What this reveals about the underlying conflict at the core of minimum wage legislation elevates it above a local policy dispute. Helping the employees who make your drive-through order afford to live in the state where they work was the aim of AB 1228. That objective is justifiable, and the need is genuine—the cost of living in California is exorbitant, and $16 per hour in Los Angeles or the Bay Area does not get anyone very far. However, the mechanics of how a wage floor impacts employment, hours, prices, and automation are actually quite complicated, and their interactions vary based on the business model, industry, location, and level of competition. Fast food is a particularly unforgiving sector to test these questions in, because the margins are already thin, the labor cost portion of operating expenses is significant, and the technology for automating order-taking has been sitting ready for years, waiting for a financial incentive sufficient to justify the upfront investment.
When all of this is taken into consideration, it seems as though both sides of the argument are partially telling the truth. It is true that employees at covered locations are paid more per hour. However, some of them are finding that the net improvement in their yearly earnings is less than what the headline wage increase would imply, working fewer hours, and losing overtime they had depended on. Fast food was never a luxury purchase; instead, it’s what people buy when they can’t afford the alternatives, so menu prices have increased in ways that more severely impact lower-income consumers. Even though Owen’s solution—deregulation and fewer business burdens—heavily favors one side of a genuinely complex issue, his point that this is a policy with “perverse incentives” is worth considering.

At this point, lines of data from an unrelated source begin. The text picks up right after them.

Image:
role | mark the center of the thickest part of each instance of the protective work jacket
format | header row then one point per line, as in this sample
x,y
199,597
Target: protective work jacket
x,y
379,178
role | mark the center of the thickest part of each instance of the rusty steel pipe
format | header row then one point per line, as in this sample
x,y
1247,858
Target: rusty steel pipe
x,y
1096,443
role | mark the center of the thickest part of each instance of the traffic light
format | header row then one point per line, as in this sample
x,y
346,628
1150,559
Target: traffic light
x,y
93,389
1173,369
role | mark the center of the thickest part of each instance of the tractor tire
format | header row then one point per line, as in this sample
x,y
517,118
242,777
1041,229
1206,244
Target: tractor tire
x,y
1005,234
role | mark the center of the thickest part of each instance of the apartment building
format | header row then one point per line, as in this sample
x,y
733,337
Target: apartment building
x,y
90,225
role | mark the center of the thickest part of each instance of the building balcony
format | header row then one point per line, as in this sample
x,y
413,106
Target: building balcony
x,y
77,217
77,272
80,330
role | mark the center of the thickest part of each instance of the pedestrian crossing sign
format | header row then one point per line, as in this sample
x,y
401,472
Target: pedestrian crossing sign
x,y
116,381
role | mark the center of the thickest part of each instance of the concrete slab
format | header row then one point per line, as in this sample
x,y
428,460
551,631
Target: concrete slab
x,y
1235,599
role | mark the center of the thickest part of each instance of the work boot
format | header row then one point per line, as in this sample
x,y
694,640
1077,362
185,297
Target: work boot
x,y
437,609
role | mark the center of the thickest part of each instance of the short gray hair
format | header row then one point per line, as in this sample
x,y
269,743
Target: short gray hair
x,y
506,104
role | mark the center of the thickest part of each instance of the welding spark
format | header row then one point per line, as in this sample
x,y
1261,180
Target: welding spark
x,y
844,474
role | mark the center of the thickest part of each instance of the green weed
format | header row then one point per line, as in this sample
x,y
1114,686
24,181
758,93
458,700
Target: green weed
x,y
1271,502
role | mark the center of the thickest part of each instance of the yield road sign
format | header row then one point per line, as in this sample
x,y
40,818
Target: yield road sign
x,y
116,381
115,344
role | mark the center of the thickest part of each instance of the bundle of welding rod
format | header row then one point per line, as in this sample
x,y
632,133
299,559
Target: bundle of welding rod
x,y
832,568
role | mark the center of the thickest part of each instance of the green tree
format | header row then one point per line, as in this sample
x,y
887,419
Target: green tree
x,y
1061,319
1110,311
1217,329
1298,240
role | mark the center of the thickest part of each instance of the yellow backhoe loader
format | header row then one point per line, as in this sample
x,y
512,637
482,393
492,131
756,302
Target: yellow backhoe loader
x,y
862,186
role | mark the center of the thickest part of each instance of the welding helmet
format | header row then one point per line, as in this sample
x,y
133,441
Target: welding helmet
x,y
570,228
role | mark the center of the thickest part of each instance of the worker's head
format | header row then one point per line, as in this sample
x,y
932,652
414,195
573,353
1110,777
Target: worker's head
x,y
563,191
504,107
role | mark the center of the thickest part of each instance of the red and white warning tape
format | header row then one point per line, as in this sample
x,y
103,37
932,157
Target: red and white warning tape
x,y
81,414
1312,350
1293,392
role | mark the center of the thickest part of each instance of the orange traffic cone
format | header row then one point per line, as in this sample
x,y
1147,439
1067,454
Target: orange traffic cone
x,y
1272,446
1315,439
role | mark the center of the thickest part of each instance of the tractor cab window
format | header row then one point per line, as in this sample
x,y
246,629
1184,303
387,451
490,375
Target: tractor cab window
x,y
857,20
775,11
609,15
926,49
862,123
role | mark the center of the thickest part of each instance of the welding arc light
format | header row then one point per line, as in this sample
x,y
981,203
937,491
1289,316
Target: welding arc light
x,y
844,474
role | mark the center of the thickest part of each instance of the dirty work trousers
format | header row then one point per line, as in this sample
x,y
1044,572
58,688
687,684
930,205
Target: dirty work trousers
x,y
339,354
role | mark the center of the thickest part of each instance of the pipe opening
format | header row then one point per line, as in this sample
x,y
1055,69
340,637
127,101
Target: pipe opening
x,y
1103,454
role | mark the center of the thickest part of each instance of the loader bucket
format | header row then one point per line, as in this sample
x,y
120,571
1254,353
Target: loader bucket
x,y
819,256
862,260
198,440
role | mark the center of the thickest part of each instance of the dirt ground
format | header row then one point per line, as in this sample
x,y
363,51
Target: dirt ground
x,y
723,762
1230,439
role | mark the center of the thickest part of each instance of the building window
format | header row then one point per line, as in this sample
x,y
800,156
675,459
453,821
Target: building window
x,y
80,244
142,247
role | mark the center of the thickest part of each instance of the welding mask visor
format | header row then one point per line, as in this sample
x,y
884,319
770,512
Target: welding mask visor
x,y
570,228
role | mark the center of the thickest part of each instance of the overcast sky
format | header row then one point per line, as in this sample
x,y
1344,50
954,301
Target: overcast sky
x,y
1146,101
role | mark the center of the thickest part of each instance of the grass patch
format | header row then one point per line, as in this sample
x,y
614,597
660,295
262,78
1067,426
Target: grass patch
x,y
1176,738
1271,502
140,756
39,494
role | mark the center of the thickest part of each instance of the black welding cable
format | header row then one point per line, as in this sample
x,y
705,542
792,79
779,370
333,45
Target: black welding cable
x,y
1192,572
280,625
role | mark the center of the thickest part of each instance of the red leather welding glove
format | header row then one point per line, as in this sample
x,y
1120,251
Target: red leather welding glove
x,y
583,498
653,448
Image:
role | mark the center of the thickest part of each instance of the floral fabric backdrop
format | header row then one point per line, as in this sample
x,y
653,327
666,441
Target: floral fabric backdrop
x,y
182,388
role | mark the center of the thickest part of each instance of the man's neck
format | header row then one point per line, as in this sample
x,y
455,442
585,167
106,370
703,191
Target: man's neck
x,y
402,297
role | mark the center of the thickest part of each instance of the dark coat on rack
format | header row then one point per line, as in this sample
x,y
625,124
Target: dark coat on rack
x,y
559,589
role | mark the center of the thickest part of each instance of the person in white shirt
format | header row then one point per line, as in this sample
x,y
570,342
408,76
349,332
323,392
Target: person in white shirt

Everyone will be closely observing what California does next. By 2028, Los Angeles plans to raise the minimum wage for hotel and airport employees to $30. The same floor is being pushed for by Oakland advocates. The president of the New York State Restaurant Association claims that the $30 proposal being considered by New York City has put the industry at “a tipping point with consumers.” It’s still unclear if California’s fast food experiment is a lesson learned or a work in progress. The workers whose lives this was supposed to improve are still waiting to see if the numbers add up in their favor, the data is still being collected, and the courts have not yet rendered a decision on related issues.